While traders were dumping gold, central banks were still stacking. Global official purchases reached over 860 tons in 2025. That’s down from the 1,000-ton pace seen in each of the last three years, but it’s still a heavy total.
The World Gold Council expects more steady buying this year, with China clearly leading the charge.
Back on the mainland, things weren’t much calmer. Gold-backed ETFs in China saw their worst day ever for withdrawals.
On Tuesday, the four biggest ETFs (Huaan Yifu, Bosera, E Fund, and Guotai) lost about 6.8 billion yuan, which is close to $980 million. It was their second day in a row of big outflows, right after taking in record inflows earlier that same week.
As retail buyers panicked, Chinese banks started putting new rules in place. On Friday, China Construction Bank said it would raise the minimum deposit on its gold savings accounts starting Monday. The bank also told customers to be more careful and think about risk before throwing money at gold.
At the same time, Industrial and Commercial Bank of China rolled out quota limits for its Ruyi Gold Savings program, especially during the upcoming Lunar New Year holidays.
Exchanges are also stepping in, introducing new limits and restrictions aimed at cooling off the wild price swings across metal markets, not just in gold.
Still, there’s no real panic yet. In Shuibei, a major silver trading hub, dealers said more people were selling than buying over the weekend, but not in a panic. Prices for silver there are still trading above the official exchange levels, which means there’s still demand.
China investors flood metals markets amid economic slowdown
Chinese investors are rushing into metals. Prices for copper, gold, and silver have exploded. This isn’t because factories need more materials. It’s because people in China have too much cash and nowhere real to put it. Trading on Chinese futures exchanges has gone wild. Silver, aluminum, nickel, tin, and steel wire rod are seeing huge volumes.
The People’s Bank of China has been pumping money into the system for years. But now it’s harder to push that money into anything useful. In December, China’s M2 money supply grew 8.5% compared to the year before. But the economy only grew 3.9% in the last quarter of 2025. That gap shows the problem.
Retail spending is still weak. Households are cutting back.
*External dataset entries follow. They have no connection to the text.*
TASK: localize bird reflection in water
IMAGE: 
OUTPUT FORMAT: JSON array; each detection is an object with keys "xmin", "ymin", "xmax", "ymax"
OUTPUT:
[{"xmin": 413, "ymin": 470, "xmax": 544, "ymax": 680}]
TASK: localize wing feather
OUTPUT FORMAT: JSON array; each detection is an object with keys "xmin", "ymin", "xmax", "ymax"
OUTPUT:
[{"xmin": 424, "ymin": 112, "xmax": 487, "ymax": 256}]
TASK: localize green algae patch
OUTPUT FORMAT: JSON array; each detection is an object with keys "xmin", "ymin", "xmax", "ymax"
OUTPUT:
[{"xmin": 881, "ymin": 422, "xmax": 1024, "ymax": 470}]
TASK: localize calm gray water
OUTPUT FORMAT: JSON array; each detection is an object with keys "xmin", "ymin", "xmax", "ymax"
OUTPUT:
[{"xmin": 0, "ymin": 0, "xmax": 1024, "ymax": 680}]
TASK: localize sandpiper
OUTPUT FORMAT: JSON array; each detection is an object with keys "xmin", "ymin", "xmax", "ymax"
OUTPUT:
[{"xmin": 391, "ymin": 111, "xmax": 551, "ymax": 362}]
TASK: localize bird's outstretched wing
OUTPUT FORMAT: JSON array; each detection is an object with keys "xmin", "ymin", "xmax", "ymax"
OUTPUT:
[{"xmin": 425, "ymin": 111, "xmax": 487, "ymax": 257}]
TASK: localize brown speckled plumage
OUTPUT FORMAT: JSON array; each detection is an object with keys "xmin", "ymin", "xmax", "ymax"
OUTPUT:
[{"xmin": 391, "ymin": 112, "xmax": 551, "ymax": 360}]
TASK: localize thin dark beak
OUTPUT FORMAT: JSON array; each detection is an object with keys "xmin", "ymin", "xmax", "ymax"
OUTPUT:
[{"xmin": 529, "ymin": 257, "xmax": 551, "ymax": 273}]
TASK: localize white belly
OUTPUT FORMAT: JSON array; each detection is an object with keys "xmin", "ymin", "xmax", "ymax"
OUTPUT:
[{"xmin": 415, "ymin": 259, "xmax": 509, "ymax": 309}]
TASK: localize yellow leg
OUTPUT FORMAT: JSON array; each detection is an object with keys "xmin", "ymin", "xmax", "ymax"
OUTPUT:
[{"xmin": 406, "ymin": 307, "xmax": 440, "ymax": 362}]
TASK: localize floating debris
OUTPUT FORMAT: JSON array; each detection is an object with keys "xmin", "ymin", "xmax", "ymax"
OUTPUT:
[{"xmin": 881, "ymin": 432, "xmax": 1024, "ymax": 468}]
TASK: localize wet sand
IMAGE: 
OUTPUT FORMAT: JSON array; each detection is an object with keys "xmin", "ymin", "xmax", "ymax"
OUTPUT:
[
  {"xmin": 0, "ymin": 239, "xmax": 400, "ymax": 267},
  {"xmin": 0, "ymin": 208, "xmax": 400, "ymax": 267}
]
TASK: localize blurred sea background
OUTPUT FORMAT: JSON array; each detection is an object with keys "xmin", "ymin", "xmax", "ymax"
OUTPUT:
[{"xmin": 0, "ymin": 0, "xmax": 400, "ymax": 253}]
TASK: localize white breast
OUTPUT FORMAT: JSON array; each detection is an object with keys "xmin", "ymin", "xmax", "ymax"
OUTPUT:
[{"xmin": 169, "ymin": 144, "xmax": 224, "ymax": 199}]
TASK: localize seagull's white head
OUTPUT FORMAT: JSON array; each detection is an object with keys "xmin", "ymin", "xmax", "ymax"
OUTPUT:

Banks issued the fewest new loans since 2018. Fixed-asset investment, which includes buildings, machines, and infrastructure, fell for the first time ever. People aren’t spending, and companies aren’t investing. So traders are betting on metals instead.
Even with some recent drops, prices for copper and gold are still near record highs. But the rally has no connection to real demand. Factories are cutting back on materials. They don’t want to pay inflated prices when consumer demand is already weak.
Still, China’s financial speculators are ignoring the drop in real-world use. They’re focused on longer-term stories. That includes the green energy transition, currency worries that make gold look safer, and AI demand for metals like tin. Plus, we are facing global shortages in copper and aluminum.
Gold-linked investment products inside China more than doubled in two years. There were over 300 by the end of 2025. Their combined value hit 243 billion yuan. That’s a big jump but still small compared to the country’s massive 180 trillion yuan financial products market.
Copper shot past $14,500 a ton last week. Then it started falling. On Friday, it dropped for the third day in a row to $12,750 on the London Metal Exchange. That’s a 3.1% drop for the week. It’s now having its worst stretch since April. Warehouses in London, Shanghai, and New York are loaded with copper, more than at any time since 2003.